The Companion 006: Apple TV's ‘Platonic’ falls flat
The show, starring Seth Rogan and Rose Byrne, was supposed to challenge the idea that men and women can't be mates.
I really wanted to like Platonic, the new TV show by screenwriters Francesca Delbanco and Nicholas Stoller, which premiered on Apple TV a couple of weeks ago. But having finished the series and spent some time reflecting on it, I have feelings.
For friendship nerds, the premise is intriguing and fresh — a comedy about two old friends, Sylvia and Will (played by Rose Byrne and Seth Rogan), messily reconnecting after a fallout many years previously. I was expecting, perhaps naively, a big, juicy, subversive take on what it means to have a best friend who is a different gender from you. Looking at the roles we’re forced into performing as women and men and how they can be dismantled.
Instead, the show highlights everything wrong with heteronormative friendship culture.
Platonic is not a disruptor to the depictions of male and female friendship on TV. As an example, one of the main arcs of the show isn’t really about their friendship at all, it’s about the idea that Sylvia’s husband, Charlie, becomes so paranoid that he believes that his wife is cheating on him with Will. He responds by actually cheating on her. This is presented as a somewhat reasonable reaction.
“I don’t like feeling like the second-most important man in your life,” says Charlie, just before he and Sylvia literally kiss and make up.
And really, much like with When Harry Met Sally, the originator in this genre, there really is a strong suggestion that Sylvia and Will are a little bit in love with each other. That men and women can’t actually just be friends, because, duh, all men and women are straight, white, married, traditionally good-looking, and bound to fall in love with each other (I’m being sarcastic).
I take umbrage with that. I definitely have seen a drop off in my friendships with men as I’ve aged. I can count on one hand the number of men, except my partner and my dad, that I speak to with any regularity. But I don’t believe this is down to inherent differences between the sexes, as Platonic seems unwilling to dispute, nor that friendship between heterosexual men and women is just a guise or a stand-in for our romantic relationships.
Yes, like probably everyone, I have definitely fancied a friend before. My current boyfriend was a friend for a long time before we got together. But I have also had many, many successful platonic relationships; some of which I wish I had worked harder at maintaining and, at least to my knowledge, were never disrupted by romantic feelings or jealousy.
Instead, the sticking point, I think, is much more down to the influence of the patriarchy, and the fact that men struggle to maintain deep friendships between themselves, let alone with women who aren’t their partners.

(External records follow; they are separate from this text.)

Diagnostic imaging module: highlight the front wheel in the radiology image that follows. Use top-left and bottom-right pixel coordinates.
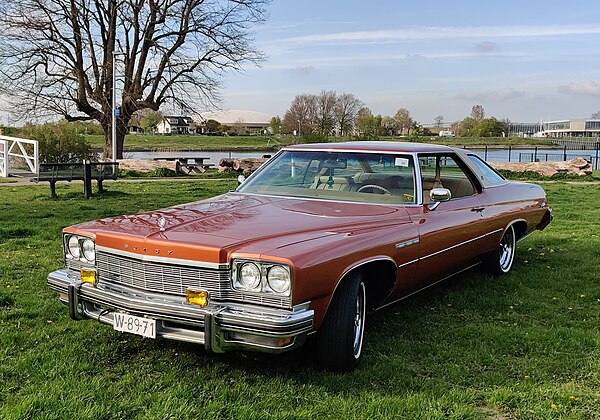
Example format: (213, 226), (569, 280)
(317, 273), (366, 372)
(484, 225), (517, 276)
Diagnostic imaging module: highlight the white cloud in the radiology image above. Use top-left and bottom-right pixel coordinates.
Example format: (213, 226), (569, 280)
(475, 41), (500, 54)
(456, 88), (525, 102)
(277, 25), (600, 44)
(558, 80), (600, 96)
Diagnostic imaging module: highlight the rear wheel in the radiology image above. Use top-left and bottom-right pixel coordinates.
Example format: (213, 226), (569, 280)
(317, 273), (366, 372)
(485, 225), (517, 276)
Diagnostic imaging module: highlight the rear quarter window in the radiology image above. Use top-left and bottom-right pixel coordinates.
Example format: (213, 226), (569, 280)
(469, 155), (506, 185)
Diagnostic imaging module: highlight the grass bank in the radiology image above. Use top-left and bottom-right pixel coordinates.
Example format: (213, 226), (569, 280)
(0, 181), (600, 419)
(85, 134), (281, 152)
(86, 134), (551, 152)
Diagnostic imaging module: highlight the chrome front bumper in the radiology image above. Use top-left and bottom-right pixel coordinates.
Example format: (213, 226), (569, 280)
(48, 269), (314, 353)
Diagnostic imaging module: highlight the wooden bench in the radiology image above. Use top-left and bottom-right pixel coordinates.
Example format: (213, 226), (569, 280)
(154, 157), (215, 174)
(31, 161), (119, 198)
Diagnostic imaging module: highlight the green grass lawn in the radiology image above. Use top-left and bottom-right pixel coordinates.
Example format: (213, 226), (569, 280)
(0, 180), (600, 419)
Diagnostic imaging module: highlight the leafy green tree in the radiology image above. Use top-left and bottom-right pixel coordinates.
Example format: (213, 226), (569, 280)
(204, 120), (221, 133)
(381, 115), (399, 136)
(458, 117), (477, 137)
(477, 117), (502, 137)
(394, 108), (412, 135)
(471, 105), (485, 122)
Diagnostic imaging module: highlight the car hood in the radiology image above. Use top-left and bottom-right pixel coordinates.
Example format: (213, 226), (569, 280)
(67, 193), (399, 263)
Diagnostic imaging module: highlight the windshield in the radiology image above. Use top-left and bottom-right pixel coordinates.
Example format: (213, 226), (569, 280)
(238, 151), (415, 204)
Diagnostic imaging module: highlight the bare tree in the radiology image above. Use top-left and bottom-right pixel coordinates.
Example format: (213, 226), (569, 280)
(471, 105), (485, 122)
(394, 108), (412, 135)
(281, 94), (317, 135)
(381, 115), (399, 136)
(315, 90), (337, 135)
(0, 0), (268, 157)
(334, 93), (364, 136)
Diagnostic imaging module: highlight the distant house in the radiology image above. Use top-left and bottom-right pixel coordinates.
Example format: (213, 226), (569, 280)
(199, 109), (271, 134)
(156, 115), (196, 134)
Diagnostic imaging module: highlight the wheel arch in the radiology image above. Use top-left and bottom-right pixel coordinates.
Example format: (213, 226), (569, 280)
(323, 256), (398, 318)
(502, 219), (527, 242)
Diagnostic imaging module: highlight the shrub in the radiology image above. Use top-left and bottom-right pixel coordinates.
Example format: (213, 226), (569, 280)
(22, 122), (98, 163)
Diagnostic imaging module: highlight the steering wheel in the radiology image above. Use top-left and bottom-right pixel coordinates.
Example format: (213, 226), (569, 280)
(356, 184), (392, 195)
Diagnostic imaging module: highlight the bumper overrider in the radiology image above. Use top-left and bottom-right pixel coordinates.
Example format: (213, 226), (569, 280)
(48, 269), (314, 353)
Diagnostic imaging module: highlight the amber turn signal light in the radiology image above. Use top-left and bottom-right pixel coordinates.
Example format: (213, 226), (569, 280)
(79, 268), (97, 284)
(185, 289), (208, 308)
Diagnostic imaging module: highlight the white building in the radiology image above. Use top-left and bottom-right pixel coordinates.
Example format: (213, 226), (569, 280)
(200, 109), (271, 133)
(156, 115), (196, 134)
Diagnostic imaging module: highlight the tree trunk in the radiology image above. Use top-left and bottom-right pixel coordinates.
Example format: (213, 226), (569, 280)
(102, 118), (127, 160)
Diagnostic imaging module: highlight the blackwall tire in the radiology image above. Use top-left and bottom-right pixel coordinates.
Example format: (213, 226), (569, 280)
(317, 273), (366, 372)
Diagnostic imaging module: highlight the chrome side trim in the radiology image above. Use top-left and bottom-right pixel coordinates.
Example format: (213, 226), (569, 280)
(374, 261), (481, 312)
(419, 229), (504, 260)
(396, 237), (420, 249)
(398, 258), (419, 268)
(231, 191), (423, 207)
(96, 245), (229, 270)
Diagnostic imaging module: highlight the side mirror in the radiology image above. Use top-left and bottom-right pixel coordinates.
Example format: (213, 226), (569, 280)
(429, 188), (452, 203)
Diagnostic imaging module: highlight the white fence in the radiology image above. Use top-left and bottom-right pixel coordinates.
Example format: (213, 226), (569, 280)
(0, 135), (39, 178)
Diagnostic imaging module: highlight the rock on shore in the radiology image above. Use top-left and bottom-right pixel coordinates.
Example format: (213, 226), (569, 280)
(488, 157), (592, 176)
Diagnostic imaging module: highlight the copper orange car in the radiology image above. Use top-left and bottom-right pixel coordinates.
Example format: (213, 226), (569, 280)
(48, 142), (552, 371)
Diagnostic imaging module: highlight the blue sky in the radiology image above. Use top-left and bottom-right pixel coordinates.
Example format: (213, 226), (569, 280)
(223, 0), (600, 124)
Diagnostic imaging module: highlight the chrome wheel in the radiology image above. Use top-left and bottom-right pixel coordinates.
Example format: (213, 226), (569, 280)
(499, 225), (516, 273)
(354, 282), (365, 359)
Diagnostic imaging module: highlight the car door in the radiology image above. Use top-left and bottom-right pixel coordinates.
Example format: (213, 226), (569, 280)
(408, 153), (489, 286)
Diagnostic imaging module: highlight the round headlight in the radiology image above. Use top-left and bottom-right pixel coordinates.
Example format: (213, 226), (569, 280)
(81, 239), (96, 262)
(267, 265), (290, 294)
(67, 235), (81, 259)
(238, 263), (261, 290)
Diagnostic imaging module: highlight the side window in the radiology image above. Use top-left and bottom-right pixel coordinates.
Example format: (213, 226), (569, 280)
(469, 155), (506, 185)
(419, 154), (477, 203)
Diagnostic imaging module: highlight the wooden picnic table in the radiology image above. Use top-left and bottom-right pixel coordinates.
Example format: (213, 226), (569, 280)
(154, 156), (215, 174)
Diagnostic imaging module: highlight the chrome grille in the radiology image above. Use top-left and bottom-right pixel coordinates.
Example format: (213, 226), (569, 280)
(96, 251), (291, 308)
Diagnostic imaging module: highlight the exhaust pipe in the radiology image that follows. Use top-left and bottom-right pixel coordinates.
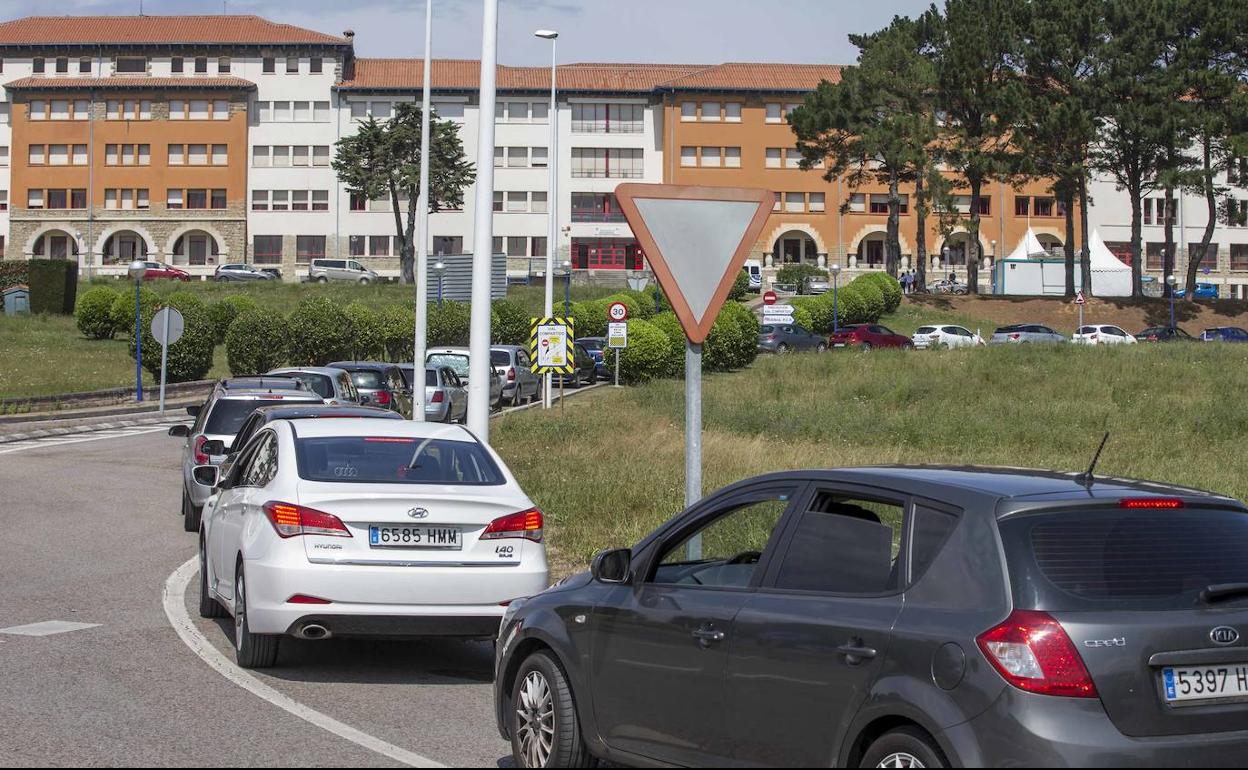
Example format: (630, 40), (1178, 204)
(296, 623), (333, 641)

On the part of women, it can become tiring to feel like your efforts and energy to become closer or stay in communication with your male friends aren’t matched. We’ve often been socialised to treat our friendships in contrary ways. Sometimes, it can feel like what they offer in terms of friendship is surface-level in comparison to your female friendships, and only at their convenience.
These, are broad, sweeping generalisations of course — but they are played out in statistics and anecdotally. I’m not suggesting that these traits are inherent, but that they are less immovable than the toxic ideas that revolve around men being “ƒriendzoned” by women and not being able to control their “masculine urges” to attempt to turn every friendship into a fuck.
The show would have been far more interesting if the writers had been brave and hadn’t revolved around the main conflict in Sylvia and Will’s relationship around their partners’ (the reason why the pair fell out in the first place was because Sylvia didn’t get along with Will’s wife). Despite some clunky dialogue suggesting otherwise, it ultimately comes off like their romantic relationships have to be prized over their friendship rather than it being a mutable balancing act.
In short, the show is a bland, backwards attempt at exploring friendship. It reinforces many stale gender stereotypes and is uninterested in the myriad of complexities across genders, queerness, and race that are a part of modern life and which can influence who we choose to spend our time with.
I wouldn’t recommend it as a watch, but I’m interested to hear your thoughts on it, and — to cheer me up — some of your recommendations of good TV shows or films to watch about friendship. Leave them in the comments!
Really interesting and insightful perspective. I didn't dislike it, but I agree that there's definitely a romantic/non-platonic undertone to their relationship! But maybe it's also difficult to not interpret a childish sort of chemistry between two hetero middle-age adults in this way?